When both Workers deploy to the same Cloudflare location, the service binding call stays within that location, often within the same process without leaving the machine. When they deploy to different locations (perhaps due to Smart Placement), Cloudflare routes the call through its internal network appropriately. Your code remains unchanged regardless of this placement.

This low-latency model enables decomposition without the costs that normally accompany microservice architectures. You can split a monolithic Worker into focused components, each independently deployable and testable, without introducing the inter-service latency costs or the operational complexity of service meshes.

Platform philosophy

Cloudflare's Developer Platform embodies specific design principles that shape what the platform excels at and what it deliberately avoids. Understanding the trajectory helps contextualise these principles.

How the platform evolved

Workers launched in 2017 as a way to run JavaScript at Cloudflare's edge, initially for request transformation and simple logic. The platform has expanded methodically in the years since, with each addition addressing real limitations that users encountered in production. KV arrived in 2018 for edge-native caching. Durable Objects launched in 2020 to solve coordination problems that stateless Workers couldn't address. D1 brought relational data to the edge in 2022. R2 eliminated egress fees entirely for object storage. Queues, Hyperdrive, and Workers AI followed in 2023. Workflows added durable execution in 2024.

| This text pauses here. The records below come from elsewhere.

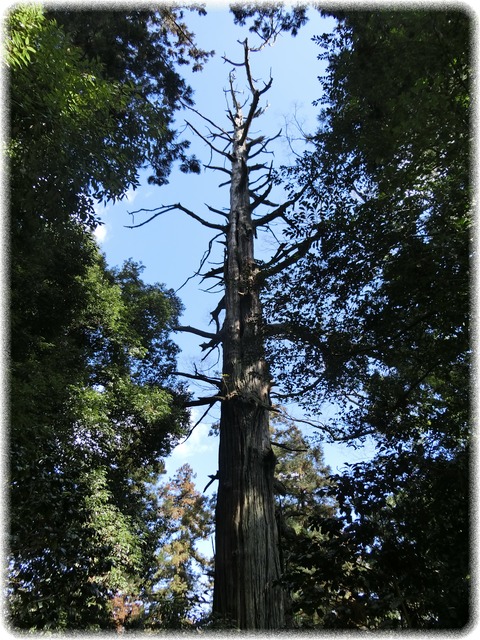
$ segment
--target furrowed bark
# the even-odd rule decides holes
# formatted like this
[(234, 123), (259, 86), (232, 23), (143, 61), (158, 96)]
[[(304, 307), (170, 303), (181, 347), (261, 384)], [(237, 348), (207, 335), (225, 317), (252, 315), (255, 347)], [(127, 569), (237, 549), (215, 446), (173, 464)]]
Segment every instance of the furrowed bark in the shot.
[[(258, 103), (258, 95), (253, 98)], [(284, 613), (269, 433), (270, 377), (263, 352), (247, 168), (252, 109), (244, 120), (234, 97), (233, 103), (213, 613), (220, 622), (241, 629), (278, 629)]]

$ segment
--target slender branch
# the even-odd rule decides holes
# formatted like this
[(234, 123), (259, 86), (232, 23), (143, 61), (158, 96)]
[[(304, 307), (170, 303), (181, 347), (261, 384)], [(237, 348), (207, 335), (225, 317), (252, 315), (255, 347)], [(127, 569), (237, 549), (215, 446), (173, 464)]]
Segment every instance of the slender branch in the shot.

The pattern is consistent throughout the platform's evolution: offering primitives that compose rather than monolithic services that prescribe patterns to users. Each addition solves a specific category of problem while remaining independent and composable with the others. This consistency isn't accidental; it reflects a deliberate architectural philosophy that rewards understanding the underlying model.

Horizontal scaling as first principle

The entire platform is architected for horizontal scaling from the start. D1 databases are limited to 10 GB each, but you can have 50,000 of them per account for multiple independent workloads. Durable Objects are designed for millions of small objects to distribute state, not a few large ones. Workers scale automatically without configuration to handle any request volume.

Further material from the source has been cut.